A German based research institute developed a vaccine for protecting the children from
harmful seasonal flue which was not developed by any other entity in the world. The German
based institute will supply the vaccine to Bangladesh at fixed value of USD 250, the rate is the
same for the supply to other country by the institute.

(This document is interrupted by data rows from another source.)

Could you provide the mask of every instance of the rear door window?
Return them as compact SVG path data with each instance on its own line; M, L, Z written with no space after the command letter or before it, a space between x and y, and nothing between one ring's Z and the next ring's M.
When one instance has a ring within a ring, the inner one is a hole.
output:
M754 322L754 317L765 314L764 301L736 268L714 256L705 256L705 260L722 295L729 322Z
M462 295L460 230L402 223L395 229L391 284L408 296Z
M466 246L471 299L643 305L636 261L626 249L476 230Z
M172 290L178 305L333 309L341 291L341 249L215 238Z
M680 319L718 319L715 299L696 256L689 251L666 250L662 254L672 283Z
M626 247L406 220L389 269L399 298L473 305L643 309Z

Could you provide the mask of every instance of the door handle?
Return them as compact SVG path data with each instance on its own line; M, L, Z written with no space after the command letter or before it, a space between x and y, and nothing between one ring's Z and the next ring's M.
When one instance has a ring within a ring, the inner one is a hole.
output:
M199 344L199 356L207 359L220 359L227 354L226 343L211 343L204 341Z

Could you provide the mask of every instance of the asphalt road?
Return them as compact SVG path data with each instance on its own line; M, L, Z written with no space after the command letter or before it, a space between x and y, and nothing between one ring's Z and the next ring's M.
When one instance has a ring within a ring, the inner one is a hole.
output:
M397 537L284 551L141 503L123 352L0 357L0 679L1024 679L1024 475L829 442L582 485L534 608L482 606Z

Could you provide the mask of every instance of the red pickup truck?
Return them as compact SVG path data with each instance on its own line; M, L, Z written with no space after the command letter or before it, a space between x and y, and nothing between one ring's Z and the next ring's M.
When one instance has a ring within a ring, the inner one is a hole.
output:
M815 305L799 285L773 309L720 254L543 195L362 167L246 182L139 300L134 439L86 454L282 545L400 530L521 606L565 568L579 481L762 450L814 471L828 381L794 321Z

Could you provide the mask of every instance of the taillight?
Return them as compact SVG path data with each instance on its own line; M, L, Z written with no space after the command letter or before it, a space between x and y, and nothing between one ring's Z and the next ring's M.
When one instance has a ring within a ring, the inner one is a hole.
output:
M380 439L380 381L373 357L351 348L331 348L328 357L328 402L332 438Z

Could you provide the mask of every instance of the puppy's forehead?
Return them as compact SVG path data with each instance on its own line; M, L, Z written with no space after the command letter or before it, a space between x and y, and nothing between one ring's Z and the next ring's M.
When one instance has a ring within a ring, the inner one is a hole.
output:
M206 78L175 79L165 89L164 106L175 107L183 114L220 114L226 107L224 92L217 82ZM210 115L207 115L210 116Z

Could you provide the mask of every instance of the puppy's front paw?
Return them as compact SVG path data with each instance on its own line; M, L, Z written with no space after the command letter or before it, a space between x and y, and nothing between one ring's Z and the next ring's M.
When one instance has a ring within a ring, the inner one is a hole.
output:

Now, the entity wants to open a subsidiary in Bangladesh and approaches your firm for the
transfer pricing implication and method.

You are required to prepare a memorandum for the tax partner for the above queries.

Solution 10:
To,
Tax Partner.
ABC & Co.
Chartered Accountants

Subject: Memorandum on Transfer Pricing Method and Implication for newly developed
vaccine

Dear Sir,

As per section 107EE, the subsidiary need to file the TP return for purchasing the vaccine from
its parent based in Germany.

In case of determining the transfer pricing method, we need to take into the fact that, this is a
very unusual product (Vaccine) and the vaccine is being sold by the institute to all other
countries at a fixed price. As the subsidiary will act as only as a distributor and resale the
product, the Transfer pricing method would be “Comparable uncontrolled Price” TPM code:
01”.

Also, as the vaccine is supplied to all the countries of the world at the same rate ($250), there
will not be any transfer pricing adjustment.